Com. après 9&10/03

Publié le 14 mars 2005
Communiqué du Bureau National du 14/03/2005

Le mouvement pour la Recherche et l’Enseignement Supérieur public
est dans une phase cruciale

Le succès de la Journée Nationale du 9 mars pour la recherche et l’enseignement supérieur est un évènement d’importance. Tant à Paris qu’en d’autres villes, des initiatives multiples ont rassemblé des milliers de collègues. Et la force renouvelée du mouvement social du 10 mars réunissant ensemble, pour l’emploi, les salaires, les conditions de travail, plus d’un million de salariés du privé et du public crée une situation nouvelle pour imposer ces revendications.

Mis en difficulté par les mouvements qui se développent, le gouvernement, les Ministres Fillon et d’Aubert essaient de diviser, multiplient les « missions exploratoires » de leurs collaborateurs Ils engagent des négociations séparées, ils jouent le calendrier et le temps pour affaiblir le mouvement, pour imposer un projet libéral largement rejeté.

Tout indique que le gouvernement n’a pas renoncé à imposer des choix et des mesures destructrices de leur projet de LOPRI de janvier dernier. Ainsi a été hâtivement mise en place par décret, l’Agence Nationale de la Recherche pour un contrôle, un pilotage de la recherche publique au service des exigences directes du MEDEF.

A l’opposé, aucune réponse réelle et aucun engagement face aux revendications fortes de création de 4500 emplois scientifiques par an (dont un minimum de 2200 emplois d’enseignants-chercheurs, 1500 iatoss et ita).

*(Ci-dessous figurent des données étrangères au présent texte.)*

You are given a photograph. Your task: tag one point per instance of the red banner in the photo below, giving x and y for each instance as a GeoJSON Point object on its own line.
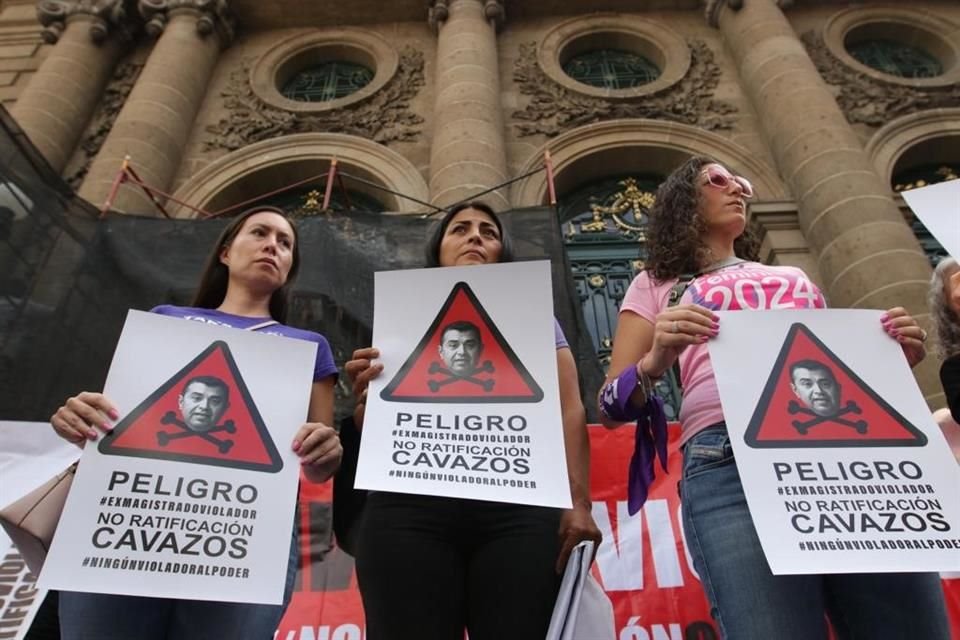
{"type": "Point", "coordinates": [643, 563]}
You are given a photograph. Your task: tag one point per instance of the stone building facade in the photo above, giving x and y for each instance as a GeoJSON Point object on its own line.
{"type": "Point", "coordinates": [828, 107]}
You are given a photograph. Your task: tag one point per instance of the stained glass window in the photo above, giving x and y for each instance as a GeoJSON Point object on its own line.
{"type": "Point", "coordinates": [611, 69]}
{"type": "Point", "coordinates": [327, 81]}
{"type": "Point", "coordinates": [920, 177]}
{"type": "Point", "coordinates": [896, 58]}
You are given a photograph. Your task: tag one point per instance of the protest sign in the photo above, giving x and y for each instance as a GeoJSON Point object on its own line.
{"type": "Point", "coordinates": [192, 494]}
{"type": "Point", "coordinates": [842, 465]}
{"type": "Point", "coordinates": [468, 402]}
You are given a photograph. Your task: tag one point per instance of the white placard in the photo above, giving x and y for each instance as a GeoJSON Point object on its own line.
{"type": "Point", "coordinates": [843, 467]}
{"type": "Point", "coordinates": [30, 454]}
{"type": "Point", "coordinates": [479, 422]}
{"type": "Point", "coordinates": [938, 207]}
{"type": "Point", "coordinates": [19, 597]}
{"type": "Point", "coordinates": [189, 498]}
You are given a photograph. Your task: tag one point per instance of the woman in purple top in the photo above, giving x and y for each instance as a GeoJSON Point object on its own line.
{"type": "Point", "coordinates": [245, 285]}
{"type": "Point", "coordinates": [429, 566]}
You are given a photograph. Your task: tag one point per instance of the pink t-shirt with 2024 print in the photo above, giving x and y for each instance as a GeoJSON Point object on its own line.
{"type": "Point", "coordinates": [746, 285]}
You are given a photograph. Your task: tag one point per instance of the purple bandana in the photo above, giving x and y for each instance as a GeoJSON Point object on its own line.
{"type": "Point", "coordinates": [650, 443]}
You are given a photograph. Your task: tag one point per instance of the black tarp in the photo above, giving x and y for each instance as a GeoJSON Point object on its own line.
{"type": "Point", "coordinates": [67, 278]}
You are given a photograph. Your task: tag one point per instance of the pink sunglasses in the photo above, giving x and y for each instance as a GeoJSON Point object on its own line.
{"type": "Point", "coordinates": [720, 179]}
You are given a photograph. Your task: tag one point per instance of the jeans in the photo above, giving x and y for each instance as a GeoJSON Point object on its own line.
{"type": "Point", "coordinates": [749, 602]}
{"type": "Point", "coordinates": [103, 616]}
{"type": "Point", "coordinates": [428, 567]}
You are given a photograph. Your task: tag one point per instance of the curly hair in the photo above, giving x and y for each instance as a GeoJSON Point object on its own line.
{"type": "Point", "coordinates": [675, 235]}
{"type": "Point", "coordinates": [946, 323]}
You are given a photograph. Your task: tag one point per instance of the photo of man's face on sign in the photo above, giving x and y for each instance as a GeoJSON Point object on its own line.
{"type": "Point", "coordinates": [203, 402]}
{"type": "Point", "coordinates": [460, 349]}
{"type": "Point", "coordinates": [816, 387]}
{"type": "Point", "coordinates": [200, 407]}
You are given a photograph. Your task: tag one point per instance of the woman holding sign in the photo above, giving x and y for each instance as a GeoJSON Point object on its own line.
{"type": "Point", "coordinates": [700, 251]}
{"type": "Point", "coordinates": [945, 312]}
{"type": "Point", "coordinates": [245, 285]}
{"type": "Point", "coordinates": [429, 566]}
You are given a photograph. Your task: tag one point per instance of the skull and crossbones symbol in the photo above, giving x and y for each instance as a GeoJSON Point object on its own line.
{"type": "Point", "coordinates": [819, 393]}
{"type": "Point", "coordinates": [460, 350]}
{"type": "Point", "coordinates": [201, 404]}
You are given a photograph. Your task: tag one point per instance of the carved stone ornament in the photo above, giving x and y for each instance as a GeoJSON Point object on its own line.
{"type": "Point", "coordinates": [865, 100]}
{"type": "Point", "coordinates": [106, 15]}
{"type": "Point", "coordinates": [120, 86]}
{"type": "Point", "coordinates": [554, 109]}
{"type": "Point", "coordinates": [386, 117]}
{"type": "Point", "coordinates": [439, 11]}
{"type": "Point", "coordinates": [712, 8]}
{"type": "Point", "coordinates": [215, 17]}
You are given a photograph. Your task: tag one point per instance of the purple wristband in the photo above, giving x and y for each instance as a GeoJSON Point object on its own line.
{"type": "Point", "coordinates": [615, 399]}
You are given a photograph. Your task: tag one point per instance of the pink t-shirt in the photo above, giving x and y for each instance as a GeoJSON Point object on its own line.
{"type": "Point", "coordinates": [747, 285]}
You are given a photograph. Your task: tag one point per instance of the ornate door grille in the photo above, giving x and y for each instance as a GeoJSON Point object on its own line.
{"type": "Point", "coordinates": [604, 227]}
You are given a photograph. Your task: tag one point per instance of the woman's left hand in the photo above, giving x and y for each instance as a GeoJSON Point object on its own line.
{"type": "Point", "coordinates": [319, 449]}
{"type": "Point", "coordinates": [576, 525]}
{"type": "Point", "coordinates": [901, 326]}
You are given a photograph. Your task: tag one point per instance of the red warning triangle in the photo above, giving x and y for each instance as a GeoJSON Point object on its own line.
{"type": "Point", "coordinates": [813, 399]}
{"type": "Point", "coordinates": [203, 414]}
{"type": "Point", "coordinates": [473, 365]}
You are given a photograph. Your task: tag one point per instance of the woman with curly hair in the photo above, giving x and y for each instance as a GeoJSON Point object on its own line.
{"type": "Point", "coordinates": [700, 257]}
{"type": "Point", "coordinates": [944, 300]}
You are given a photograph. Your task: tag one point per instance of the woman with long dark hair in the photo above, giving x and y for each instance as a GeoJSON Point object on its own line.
{"type": "Point", "coordinates": [430, 566]}
{"type": "Point", "coordinates": [698, 235]}
{"type": "Point", "coordinates": [245, 285]}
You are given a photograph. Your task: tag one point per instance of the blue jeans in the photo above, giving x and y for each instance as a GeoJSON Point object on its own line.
{"type": "Point", "coordinates": [749, 602]}
{"type": "Point", "coordinates": [103, 616]}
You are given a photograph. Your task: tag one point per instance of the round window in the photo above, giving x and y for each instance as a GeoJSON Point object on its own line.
{"type": "Point", "coordinates": [895, 58]}
{"type": "Point", "coordinates": [611, 69]}
{"type": "Point", "coordinates": [326, 81]}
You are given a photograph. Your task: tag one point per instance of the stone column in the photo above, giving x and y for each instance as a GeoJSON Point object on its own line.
{"type": "Point", "coordinates": [55, 108]}
{"type": "Point", "coordinates": [156, 120]}
{"type": "Point", "coordinates": [866, 254]}
{"type": "Point", "coordinates": [467, 154]}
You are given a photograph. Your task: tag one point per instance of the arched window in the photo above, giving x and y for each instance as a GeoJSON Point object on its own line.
{"type": "Point", "coordinates": [921, 176]}
{"type": "Point", "coordinates": [326, 81]}
{"type": "Point", "coordinates": [611, 69]}
{"type": "Point", "coordinates": [307, 201]}
{"type": "Point", "coordinates": [604, 226]}
{"type": "Point", "coordinates": [895, 58]}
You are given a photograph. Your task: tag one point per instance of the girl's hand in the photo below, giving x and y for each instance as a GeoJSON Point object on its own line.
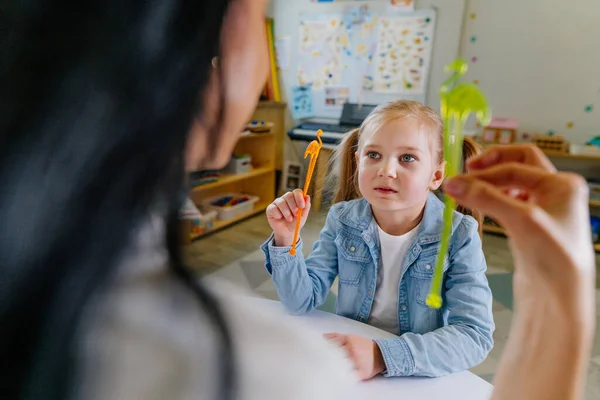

Ce ne sont pas des propos confidentiels, et jamais confirmés, qui pourront rassurer les jeunes chercheurs à la recherche de l’emploi stable et reconnu qu’ils exigent légitimement. Au-delà de la compassion officielle affichée envers les jeunes chercheurs victimes de la précarité, toutes dispositions sont prises ou préparées qui aboutiraient à maintenir et même à étendre cette précarité, et non à la combattre. De même, alors que les Etats Généraux ont fermement affirmé l’exigence que « tous les enseignants-chercheurs doivent pouvoir développer leur recherche » et d’abord disposer du temps de travail et des crédits nécessaires, aucun propos officiel ne prend en compte la revendication-clé d’une réduction (le snesup demande 25 %) des services d’enseignement dans le supérieur.

La force du mouvement oblige le pouvoir à des adaptations, à faire miroiter quelques concessions non confirmées. Mais, pour l’instant, il ne répond à aucun des points essentiels pour une recherche et un enseignement supérieur de qualité : le temps disponible, les emplois nécessaires, les crédits de base pour la recherche publique, la démocratie dans les instances avec la place et le rôle des élus de la communauté scientifique, les coopérations équilibrées entre établissements, entre organismes et universités pour le développement scientifique, culturel, technologique de l’ensemble du territoire.

Après les 9 et 10 mars, les personnels de l’enseignement supérieur et de la recherche ont aujourd’hui des possibilités nouvelles pour se faire entendre, pour arracher les réponses à leurs revendications, pour faire prendre en compte leurs propositions communes. Dans cet objectif, le SNESUP propose à l’Intersyndicale et à SLR, trois initiatives :

  1. Développer la mobilisation par une campagne commune d’information au plus près des personnels et étudiants, de pétition et d’interpellation des responsables locaux, des parlementaires particulièrement. Cette campagne devrait avoir en même temps pour objectif de préparer une Journée Nationale de la Recherche et de l’Enseignement Supérieur dans la seconde quinzaine de mars selon des modalités à décider ensemble, en lien avec l’initiative des fédérations de l’éducation.
  2. Organiser une action commune pour rassembler tous les éléments de la situation pour
    • Préciser les revendications à satisfaire sans délai par un collectif budgétaire avant la prochaine rentrée. Pour sa part, le SNESUP demande en priorité :
        - la création de 4500 emplois scientifiques au titre de 2005, (2200 d’enseignants chercheurs);
        - le doublement des crédits de base de la recherche tant pour les organismes que pour les universités et autres établissements d’enseignement supérieur;
        - l’augmentation à 5000/an (au lieu de 4000 en 2005) du nombre de création des allocations de recherche, et relèvement de leur montant à 1500 euros/mois.
    • Réaffirmer et développer les exigences de la communauté scientifique pour une Loi d’Orientation et de Programmation pour la Recherche et l’Enseignement Supérieur (LOPRES) répondant aux besoins sociaux et prenant pour base les propositions rassemblées aux Etats Généraux de Grenoble.
  3. Exiger et imposer au gouvernement des discussions et négociations réelles avec tous les acteurs représentatifs de la recherche et de l’enseignement supérieur dans les délais les plus brefs.